I recognize that there may be unusual situations where the absence of a constitutionally-required portion of a jury instruction cannot be deemed as waived by counsel’s action or inaction. But the remedy for such egregious error may be a claim of plain error in a direct appeal or a claim of ineffective assistance of counsel under Super. CtCrim. R. 61. An expansive application of the doctrine of plain error, however, to accommodate arguably insufficient jury instructions, as is this case, is not the answer. Accordingly, I dissent.
. In his jury summation, the prosecutor commented: "Without doubt in this particular case you cannot deny, the State concedes, that Jennifer Alleger was partially a cause of her own death. The fact that she pulled in front of him, that helped to cause her death.” (A-35)
. Rule 30. Instructions.
At the close of the evidence or at such earlier time during the trial as the court reasonably directs, any party may file written requests that the court instruct the jury on the law as set forth in the requests. At the same time copies of such requests shall be furnished to all parties. The court shall inform counsel of its proposed action upon the requests prior to their arguments to the jury. The court may instruct the jury before or after the arguments are completed or at both times. All instructions shall be given by the court orally. In capital cases the court shall, and in other cases the court may, give the jury a copy of the instructions for use during deliberations. No party may assign as error any portion of the charge or omission therefrom unless that patty objects thereto before or at a time set by the court immediately after the jury retires to consider its verdict, stating distinctly the matter to which that party objects and the grounds of the objection. Opportunity shall be given to make the objection out of the hearing of the jury and, on the request of any party, out of the presence of the juiy. (emphasis supplied)

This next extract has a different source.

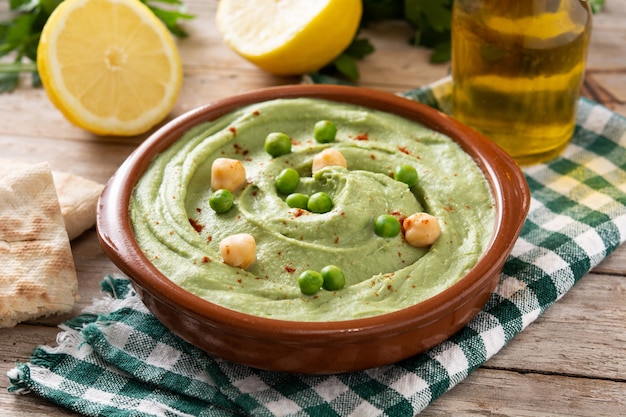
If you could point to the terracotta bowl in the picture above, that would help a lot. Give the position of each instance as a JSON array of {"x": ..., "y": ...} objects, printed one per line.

. The majority cites Wainwright as authority for its holding that “an improper jury instruction may amount to plain error despite a defendant’s acceptance of it.” Wainwright, of course, did not involve a claim of plain error directed to jury instructions but to the admissibility of the defendant's incriminating statement secured in violation of constitutional safeguards announced in Miranda v. Arizona, 384 U.S. 436, 86 S.Ct. 1602, 16 L.Ed.2d 694 (1966) and Edwards v. Arizona, 451 U.S. 477, 101 S.Ct. 1880, 68 L.Ed.2d 378 (1981).

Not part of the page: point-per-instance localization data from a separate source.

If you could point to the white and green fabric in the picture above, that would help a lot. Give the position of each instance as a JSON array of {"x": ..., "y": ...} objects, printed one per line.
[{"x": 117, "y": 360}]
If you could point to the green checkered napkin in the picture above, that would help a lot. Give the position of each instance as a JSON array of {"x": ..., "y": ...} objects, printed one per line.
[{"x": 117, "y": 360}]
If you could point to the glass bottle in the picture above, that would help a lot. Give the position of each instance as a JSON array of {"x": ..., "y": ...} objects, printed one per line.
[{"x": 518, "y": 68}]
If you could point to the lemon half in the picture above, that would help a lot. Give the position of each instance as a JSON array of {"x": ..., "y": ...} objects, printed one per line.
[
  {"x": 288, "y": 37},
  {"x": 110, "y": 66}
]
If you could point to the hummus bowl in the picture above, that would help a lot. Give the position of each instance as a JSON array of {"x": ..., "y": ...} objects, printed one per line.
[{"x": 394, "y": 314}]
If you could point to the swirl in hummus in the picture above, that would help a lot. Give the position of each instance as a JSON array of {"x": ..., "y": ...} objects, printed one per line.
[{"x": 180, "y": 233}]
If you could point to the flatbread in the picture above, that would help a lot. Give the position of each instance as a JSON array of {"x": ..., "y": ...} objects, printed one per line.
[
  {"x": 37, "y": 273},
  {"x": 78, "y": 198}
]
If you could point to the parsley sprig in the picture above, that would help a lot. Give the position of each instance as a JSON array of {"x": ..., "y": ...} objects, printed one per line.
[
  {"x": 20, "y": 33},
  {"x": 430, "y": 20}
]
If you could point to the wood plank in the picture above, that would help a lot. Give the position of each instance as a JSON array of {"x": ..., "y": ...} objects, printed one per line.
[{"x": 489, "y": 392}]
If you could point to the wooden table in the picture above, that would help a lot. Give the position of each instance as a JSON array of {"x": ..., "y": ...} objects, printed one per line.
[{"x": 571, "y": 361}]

. The federal plain error standard, a limitation on the reviewing authority of the federal courts of appeals, is found in Federal Rule of Criminal Procedure 52(b) which provides: “Plain error or defects affecting substantial rights may be noticed although they were not brought to the attention of the court.” Delaware's statutory counterpart is substantially the same as the federal rule. See Supr. Ct. Crim. R. 52(b).